Gli attenti lettori sono interessati a sapere di più su bonifici (la cui esistenza oggi è ufficialmente confermata dalla Santa Sede) che sono stati effettuati dallo Stato della Città del Vaticano in Australia dal 2014 al 2020, considerato che in 6 anni sono una consistente media di oltre 1,5 milioni dollari AUD/l’anno.

7. E siamo arrivato all’ultimo colpo di scena (in ordine di tempo… l’ultima parola non è stata detto ancora) nella Quattordicesima Udienza del processo vaticano contro il Cardinal Becciu, che ha asfaltato l’intemerata del Cardinale George Pell, che per anni ha insistito nell’accusarlo di aver spedito denari dell’Obolo di San Pietro in Australia per convincere due testimoni a dire il falso e a far condannare il porporato di Sidney. I 2 milioni e 300mila dollari AUD furono versati sì, conferma il Cardinal Becciu, ma per dotare la Chiesa locale di un sito internet. Il Cardinale Pell approvò il progetto e l’allora Sostituto Becciu diede le istruzioni per effettuare il bonifico.

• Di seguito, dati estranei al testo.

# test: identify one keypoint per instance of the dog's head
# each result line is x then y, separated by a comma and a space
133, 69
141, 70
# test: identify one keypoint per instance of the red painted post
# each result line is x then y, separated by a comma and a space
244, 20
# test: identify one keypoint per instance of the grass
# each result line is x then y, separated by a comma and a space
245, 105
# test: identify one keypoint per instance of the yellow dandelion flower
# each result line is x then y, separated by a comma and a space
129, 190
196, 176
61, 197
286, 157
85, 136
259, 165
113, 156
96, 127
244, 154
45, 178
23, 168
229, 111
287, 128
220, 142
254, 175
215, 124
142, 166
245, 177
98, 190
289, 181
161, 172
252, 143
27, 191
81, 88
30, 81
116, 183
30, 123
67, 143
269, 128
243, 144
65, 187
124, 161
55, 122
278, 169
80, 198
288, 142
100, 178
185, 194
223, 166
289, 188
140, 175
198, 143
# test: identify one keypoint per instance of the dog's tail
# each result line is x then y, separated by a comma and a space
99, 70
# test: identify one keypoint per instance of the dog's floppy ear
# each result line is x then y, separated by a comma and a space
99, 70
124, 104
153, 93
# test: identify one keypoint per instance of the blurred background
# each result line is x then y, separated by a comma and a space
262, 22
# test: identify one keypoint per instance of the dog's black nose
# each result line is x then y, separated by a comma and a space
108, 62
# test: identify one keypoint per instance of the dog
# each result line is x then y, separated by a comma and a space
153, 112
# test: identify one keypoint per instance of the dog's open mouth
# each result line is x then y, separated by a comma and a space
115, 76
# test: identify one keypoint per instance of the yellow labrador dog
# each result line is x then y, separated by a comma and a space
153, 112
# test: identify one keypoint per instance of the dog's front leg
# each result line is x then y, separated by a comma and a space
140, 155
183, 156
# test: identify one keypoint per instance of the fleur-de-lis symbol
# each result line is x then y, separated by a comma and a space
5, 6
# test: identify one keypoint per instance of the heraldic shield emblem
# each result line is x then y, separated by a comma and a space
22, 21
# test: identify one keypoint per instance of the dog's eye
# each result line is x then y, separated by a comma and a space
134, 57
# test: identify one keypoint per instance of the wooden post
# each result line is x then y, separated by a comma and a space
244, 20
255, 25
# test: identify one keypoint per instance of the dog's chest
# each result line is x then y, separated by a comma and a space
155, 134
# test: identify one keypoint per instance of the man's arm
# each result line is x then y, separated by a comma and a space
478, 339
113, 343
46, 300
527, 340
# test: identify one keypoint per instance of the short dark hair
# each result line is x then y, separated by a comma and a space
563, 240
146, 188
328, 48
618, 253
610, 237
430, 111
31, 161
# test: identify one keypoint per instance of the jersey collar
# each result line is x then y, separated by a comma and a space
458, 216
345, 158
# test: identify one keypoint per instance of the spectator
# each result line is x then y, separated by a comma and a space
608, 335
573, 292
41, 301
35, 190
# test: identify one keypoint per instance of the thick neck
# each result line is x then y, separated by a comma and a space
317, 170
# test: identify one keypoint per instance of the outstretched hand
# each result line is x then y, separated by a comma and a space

In conclusione, che qualcosa non quadra in tutta la questione è il minimo che si possa dire. Come per dire 2+2=5.

Secondo le dichiarazioni istituzionali, la condotta nel trasferimento dei fondi dallo Stato della Città del Vaticano nel Commonwealth dell’Australia non sarebbe stata criminale, ma non è stato nemmeno trasparente. Ed opaca rimane.

Se un ordine è in contrasto con la legalità, di per sé è un ordine illegittimo. Se un ordine è illegittimo, l’ordine non va rispettato. Non vuol dire che è illegittimo il soggetto che ha impartito l’ordine e quindi non lo è neanche il soggetto che ha eseguito l’ordine. Questo è un fatto.

Un altro fatto è, che la motivazione di questi bonifici (dichiarati legittimi) sta diventando una barzelletta. Infatti, fanno ridere le giustificazioni: prima sarebbero servito per pagare gli accusatori contro Pell di abusi sessuali, facendo riferimento alle dichiarazioni di Mons. Alberto Perlasca, che invece aveva detto il contrario, ovvero che 700 mila euro sarebbero servito per pagare la difesa di Pell. Oggi, cosa che fa ancora più ridere, i bonifici sarebbero servito per finanziare un dominio internet (.catholic).
Di sicuro il tutto è insolito, per non dire davvero inverosimile. Ripetiamo: sappiamo da dove sono partiti e dove sono arrivati i soldi, ma non abbiamo (ancora) prove certe dove sono finiti. Scriviamo dall’Australian Gate dal 20 ottobre 2020. Da tempo abbiamo formulato l’ipotesi che tutto riporta agli abusi sessuali, ma il caso Pell non c’entra (le accuse a suo carico erano palesemente infondate, tecnicamente impossibile, come abbiamo sostenuto dal principio, e infatti, alla fine è stato prosciolto). Invece, abbiamo puntato all’ipotesi che si è trattato di risarcimenti alle vittime degli abusi sessuali del clero australiano.

Australian Gate esiste, ed è vivo e è vegeto. Continueremo ad indagare con i nostri strumenti insufficienti. Non ci fermiamo. Follow the money… seguiamo i flussi di soldi, tra ordini illegittimi e motivazioni irricevibili.

Postrema autem non minimus, sappiamo anche un secondo fatto importante. Proprio l’Uomo Nero che Veste di Bianco ha dato chiare e tassative disposizioni affinché non si continuasse ad indagare sui bonifici partiti dalla Città del Vaticano e giunti nel Commonwealth dell’Australia. E questo vorrà pur dire qualcosa (anche pensando a quanto riferito dal Cardinal Pell, ovvero che l’allora Sostituto della Segreteria di Stato Beccio fli avrebbe detto: «La destinazione dei fondi dalla Segreteria di Stato all’Australia non era affare mio, ma era nota al Santo Padre»… lapidariamente è stata rivelata la verità).